Por: Juan Camilo López Martínez
Estamos exactamente a un año de las elecciones presidenciales en Colombia, y como es costumbre en este país profundamente diverso —territorial, cultural y socialmente—, la carrera por la Casa de Nariño arranca con un número desbordado de precandidatos. Ya se cuentan más de 40 nombres que han manifestado su interés en competir, una cifra que más que reflejar pluralismo democrático, evidencia la fragilidad del sistema de partidos y la confusión entre vocación de poder y mera ambición personal.
En Colombia, donde los partidos políticos han dejado de representar posturas ideológicas coherentes y se han convertido, en muchos casos, en plataformas de coyuntura para acceder al poder, parece que tras cada elección presidencial se abre la puerta para que cualquiera se crea llamado a ocupar el máximo cargo del Estado. El fenómeno no es nuevo, pero hoy se presenta con mayor fuerza: influenciadores, exfuncionarios sin trayectoria nacional, exmilitares, pastores, empresarios y políticos regionales se sienten presidenciables. Que cada ciudadano sueñe con liderar el país es síntoma de democracia; que muchos lo hagan sin preparación, trayectoria o propuestas viables, es síntoma de una democracia debilitada.
Sin embargo, entre este ramillete de aspiraciones emergen figuras que, con el paso de los meses, podrían consolidarse como opciones reales y viables. Quienes logren construir una narrativa política clara, conectar con las preocupaciones ciudadanas y resistir el desgaste de la exposición pública, tendrán una oportunidad de abrirse paso en medio del ruido.
La seguridad será, sin lugar a duda, un tema clave en esta contienda. El país vive una de sus crisis más agudas en materia de orden público, con disidencias fortalecidas, zonas rurales desprotegidas y una percepción de miedo creciente en las ciudades. Pero no será el único eje del debate. Las personas quieren más: quieren confiar. Quieren un liderazgo que no esté manchado por episodios de corrupción, que muestre conocimiento técnico, pero también sensibilidad social; que combine autoridad con empatía, y que logre transmitir, más allá de promesas, una visión de país seria, posible y realizable.

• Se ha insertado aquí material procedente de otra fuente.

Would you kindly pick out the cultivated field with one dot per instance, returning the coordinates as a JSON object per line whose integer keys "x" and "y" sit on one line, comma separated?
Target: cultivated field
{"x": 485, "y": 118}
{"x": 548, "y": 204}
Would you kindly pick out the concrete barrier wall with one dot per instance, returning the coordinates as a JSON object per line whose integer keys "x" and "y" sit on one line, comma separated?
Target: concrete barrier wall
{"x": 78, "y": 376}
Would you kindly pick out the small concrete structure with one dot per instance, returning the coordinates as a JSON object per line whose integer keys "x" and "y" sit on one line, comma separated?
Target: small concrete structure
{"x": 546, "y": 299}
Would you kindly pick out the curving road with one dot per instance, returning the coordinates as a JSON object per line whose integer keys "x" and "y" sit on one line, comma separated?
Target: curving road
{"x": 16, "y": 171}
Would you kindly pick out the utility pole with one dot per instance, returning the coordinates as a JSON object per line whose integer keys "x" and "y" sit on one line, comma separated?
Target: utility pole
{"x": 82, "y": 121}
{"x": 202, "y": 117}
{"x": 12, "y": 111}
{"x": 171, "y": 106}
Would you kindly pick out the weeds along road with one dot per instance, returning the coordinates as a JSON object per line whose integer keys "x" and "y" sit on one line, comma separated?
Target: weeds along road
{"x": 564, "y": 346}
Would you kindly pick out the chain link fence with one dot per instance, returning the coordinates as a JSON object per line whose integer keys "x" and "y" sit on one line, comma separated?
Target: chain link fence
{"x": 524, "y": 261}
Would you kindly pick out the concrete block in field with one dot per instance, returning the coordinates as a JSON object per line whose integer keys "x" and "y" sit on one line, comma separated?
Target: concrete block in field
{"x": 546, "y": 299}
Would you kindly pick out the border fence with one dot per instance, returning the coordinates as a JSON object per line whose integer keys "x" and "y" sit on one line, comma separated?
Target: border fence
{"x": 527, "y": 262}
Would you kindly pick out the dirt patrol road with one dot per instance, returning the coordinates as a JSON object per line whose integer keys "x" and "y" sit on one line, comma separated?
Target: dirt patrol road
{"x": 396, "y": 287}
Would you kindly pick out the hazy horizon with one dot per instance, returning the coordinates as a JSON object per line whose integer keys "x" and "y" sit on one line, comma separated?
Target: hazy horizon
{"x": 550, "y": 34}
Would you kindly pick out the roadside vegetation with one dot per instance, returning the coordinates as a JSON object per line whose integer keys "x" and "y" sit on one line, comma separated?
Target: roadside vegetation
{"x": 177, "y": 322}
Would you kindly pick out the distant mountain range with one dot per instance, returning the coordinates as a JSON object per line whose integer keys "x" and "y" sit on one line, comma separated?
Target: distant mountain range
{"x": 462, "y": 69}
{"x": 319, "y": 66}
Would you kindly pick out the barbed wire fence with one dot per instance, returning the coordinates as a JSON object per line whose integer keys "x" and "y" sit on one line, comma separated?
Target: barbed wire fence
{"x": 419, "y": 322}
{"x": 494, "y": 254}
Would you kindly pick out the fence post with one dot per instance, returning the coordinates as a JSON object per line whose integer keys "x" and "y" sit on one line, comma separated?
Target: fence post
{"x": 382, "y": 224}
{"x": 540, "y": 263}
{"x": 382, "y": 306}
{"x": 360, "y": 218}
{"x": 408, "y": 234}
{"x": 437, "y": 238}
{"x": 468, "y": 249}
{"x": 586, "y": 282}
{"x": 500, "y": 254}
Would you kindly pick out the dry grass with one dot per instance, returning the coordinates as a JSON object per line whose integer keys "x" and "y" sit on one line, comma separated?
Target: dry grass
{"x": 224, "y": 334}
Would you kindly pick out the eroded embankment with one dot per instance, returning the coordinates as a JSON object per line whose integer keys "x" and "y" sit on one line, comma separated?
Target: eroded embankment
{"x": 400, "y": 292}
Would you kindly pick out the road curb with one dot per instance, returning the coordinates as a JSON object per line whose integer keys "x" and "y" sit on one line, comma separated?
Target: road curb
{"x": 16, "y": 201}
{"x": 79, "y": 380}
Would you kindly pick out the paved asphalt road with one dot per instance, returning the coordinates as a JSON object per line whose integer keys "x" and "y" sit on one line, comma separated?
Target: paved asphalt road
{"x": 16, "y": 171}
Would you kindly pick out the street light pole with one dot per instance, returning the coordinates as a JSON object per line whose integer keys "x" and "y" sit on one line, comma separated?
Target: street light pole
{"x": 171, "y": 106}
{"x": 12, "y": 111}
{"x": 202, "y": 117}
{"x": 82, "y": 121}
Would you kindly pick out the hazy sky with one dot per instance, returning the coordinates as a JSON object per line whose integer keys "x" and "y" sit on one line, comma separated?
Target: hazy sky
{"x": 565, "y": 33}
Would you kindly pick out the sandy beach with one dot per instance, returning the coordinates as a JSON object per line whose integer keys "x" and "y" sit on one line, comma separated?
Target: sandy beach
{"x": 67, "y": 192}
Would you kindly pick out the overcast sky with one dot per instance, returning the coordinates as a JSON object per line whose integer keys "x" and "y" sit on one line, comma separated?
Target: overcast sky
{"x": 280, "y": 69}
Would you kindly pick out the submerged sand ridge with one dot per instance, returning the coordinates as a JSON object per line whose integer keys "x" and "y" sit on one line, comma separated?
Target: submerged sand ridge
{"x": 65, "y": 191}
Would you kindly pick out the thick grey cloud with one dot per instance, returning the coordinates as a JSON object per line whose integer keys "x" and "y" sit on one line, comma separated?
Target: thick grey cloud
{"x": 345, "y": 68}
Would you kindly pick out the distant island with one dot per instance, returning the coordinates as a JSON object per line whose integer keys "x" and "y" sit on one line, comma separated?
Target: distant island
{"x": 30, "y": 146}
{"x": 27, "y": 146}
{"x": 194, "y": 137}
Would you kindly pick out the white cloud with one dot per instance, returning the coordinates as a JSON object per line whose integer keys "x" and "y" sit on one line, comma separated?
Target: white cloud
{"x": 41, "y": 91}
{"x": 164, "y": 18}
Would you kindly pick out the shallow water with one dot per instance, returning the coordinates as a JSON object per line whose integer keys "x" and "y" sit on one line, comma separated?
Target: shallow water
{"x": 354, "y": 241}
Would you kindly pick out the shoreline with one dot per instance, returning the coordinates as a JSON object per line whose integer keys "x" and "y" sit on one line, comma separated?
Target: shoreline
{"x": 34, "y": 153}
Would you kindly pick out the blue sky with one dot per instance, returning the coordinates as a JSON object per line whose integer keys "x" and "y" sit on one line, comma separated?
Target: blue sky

En tiempos de redes sociales, donde el escándalo de hoy borra el debate de ayer, construir un relato coherente es una tarea difícil. Los candidatos no solo tendrán que cuidarse de los ataques rivales, sino también de sus propias contradicciones. Cada mensaje, cada acción, cada silencio incluso, podrá ser usado a su favor o en su contra. La política hoy no se juega solo en la plaza pública o en el debate televisado: se juega en un trino, en un video de 30 segundos, en una frase bien (o mal) dicha.
Bienvenido sea, entonces, el debate presidencial. Lo necesitábamos con urgencia. En medio de un gobierno nacional que ya entra en su cuenta regresiva, el país necesita mirar hacia adelante. Es tiempo de exigir propuestas, de debatir con seriedad, de filtrar lo accesorio y concentrarnos en lo importante. Porque no se trata de elegir al más simpático, ni al más visible, ni al más radical. Se trata de encontrar, entre tantos, a quien realmente esté preparado para gobernar.